Sinatra.register を使う方法と、Rack::URLMap を使う方法もあるが、一番明示的なのは use でミドルウェアを登録する方法だと思いコレを採用した。

require 'bundler/setup'
require 'sinatra/base'  # example-1 とはロードしているモジュールが違う

# モジュール (モジュラー) スタイル
class App < Sinatra::Base
  get '/' do
    'Hello World! Example 2'
  end
end
class UsersController < Sinatra::Base
  get '/users' do
    'Users'
  end
end
# ルートコントローラ
require './app'

# 必要なコントローラを require → use で登録する
require './controllers/users'

use UsersController

# ルートコントローラを起動する
run App

というワケで、class 化して書けるのがモジュールスタイル。起動には Rack 用の config.ru ファイルを書くので、コレが実質的なエントリポイントとなる。

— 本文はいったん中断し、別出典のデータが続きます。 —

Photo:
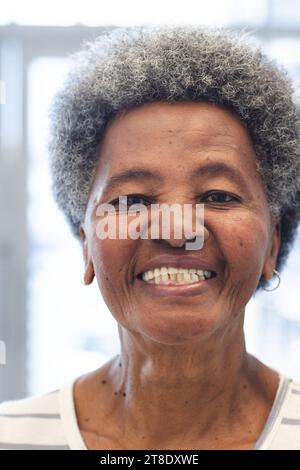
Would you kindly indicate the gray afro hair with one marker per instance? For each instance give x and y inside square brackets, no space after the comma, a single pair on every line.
[130,66]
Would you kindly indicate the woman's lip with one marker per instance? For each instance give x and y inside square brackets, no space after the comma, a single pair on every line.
[161,290]
[184,261]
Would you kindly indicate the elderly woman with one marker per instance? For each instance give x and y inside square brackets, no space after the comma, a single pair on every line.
[185,115]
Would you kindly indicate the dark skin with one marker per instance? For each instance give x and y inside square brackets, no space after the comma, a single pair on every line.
[183,379]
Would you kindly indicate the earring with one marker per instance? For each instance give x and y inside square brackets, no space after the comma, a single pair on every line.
[278,277]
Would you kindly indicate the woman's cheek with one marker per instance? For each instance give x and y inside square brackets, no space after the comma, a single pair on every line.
[243,243]
[112,262]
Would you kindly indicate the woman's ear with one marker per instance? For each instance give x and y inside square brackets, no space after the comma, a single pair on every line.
[88,274]
[270,263]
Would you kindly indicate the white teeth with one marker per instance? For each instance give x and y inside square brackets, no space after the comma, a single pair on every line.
[165,274]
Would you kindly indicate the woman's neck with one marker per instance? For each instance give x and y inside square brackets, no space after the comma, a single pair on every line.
[162,395]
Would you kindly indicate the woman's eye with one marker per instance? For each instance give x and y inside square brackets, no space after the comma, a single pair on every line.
[220,197]
[124,202]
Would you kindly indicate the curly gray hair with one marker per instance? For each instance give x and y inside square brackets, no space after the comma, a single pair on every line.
[129,66]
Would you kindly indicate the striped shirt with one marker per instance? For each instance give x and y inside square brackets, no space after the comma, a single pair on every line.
[49,421]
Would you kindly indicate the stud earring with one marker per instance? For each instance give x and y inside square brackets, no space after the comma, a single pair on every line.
[278,278]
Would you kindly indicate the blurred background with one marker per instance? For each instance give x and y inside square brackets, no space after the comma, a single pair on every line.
[53,328]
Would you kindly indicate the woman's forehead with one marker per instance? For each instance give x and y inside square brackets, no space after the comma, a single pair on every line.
[186,124]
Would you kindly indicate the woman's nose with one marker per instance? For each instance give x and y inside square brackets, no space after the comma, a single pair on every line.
[182,231]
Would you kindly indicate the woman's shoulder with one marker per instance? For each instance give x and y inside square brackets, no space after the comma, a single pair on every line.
[282,431]
[32,423]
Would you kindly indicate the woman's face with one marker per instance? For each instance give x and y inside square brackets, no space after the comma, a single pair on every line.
[174,150]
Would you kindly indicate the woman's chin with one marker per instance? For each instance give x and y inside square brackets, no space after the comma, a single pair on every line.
[173,325]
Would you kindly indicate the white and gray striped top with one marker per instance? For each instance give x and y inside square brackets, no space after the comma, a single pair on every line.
[49,421]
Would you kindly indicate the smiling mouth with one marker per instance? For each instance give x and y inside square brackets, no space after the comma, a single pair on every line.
[171,276]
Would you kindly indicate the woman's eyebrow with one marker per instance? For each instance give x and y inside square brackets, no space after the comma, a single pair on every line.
[143,174]
[222,169]
[132,174]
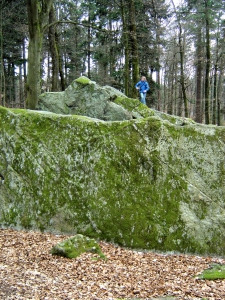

app.rbrequire の解決とルートパスの定義だけにしておき、配下の各種パスは controllers/ ディレクトリ配下に分割したモジュールたちに任せる、というワケ。コレは Node.js における Express.js や NestJS っぽい感じだと思う。

今回はココまで

Sinatra は ERB にもデフォルトで対応しているようなのでビュー層も作れるし、JSON を返すようなサーバも構築しやすいだろう。ActiveRecord との連携も可能なようなので、DB を繋いで Rails っぽい使い方に発展させていくのも容易だ。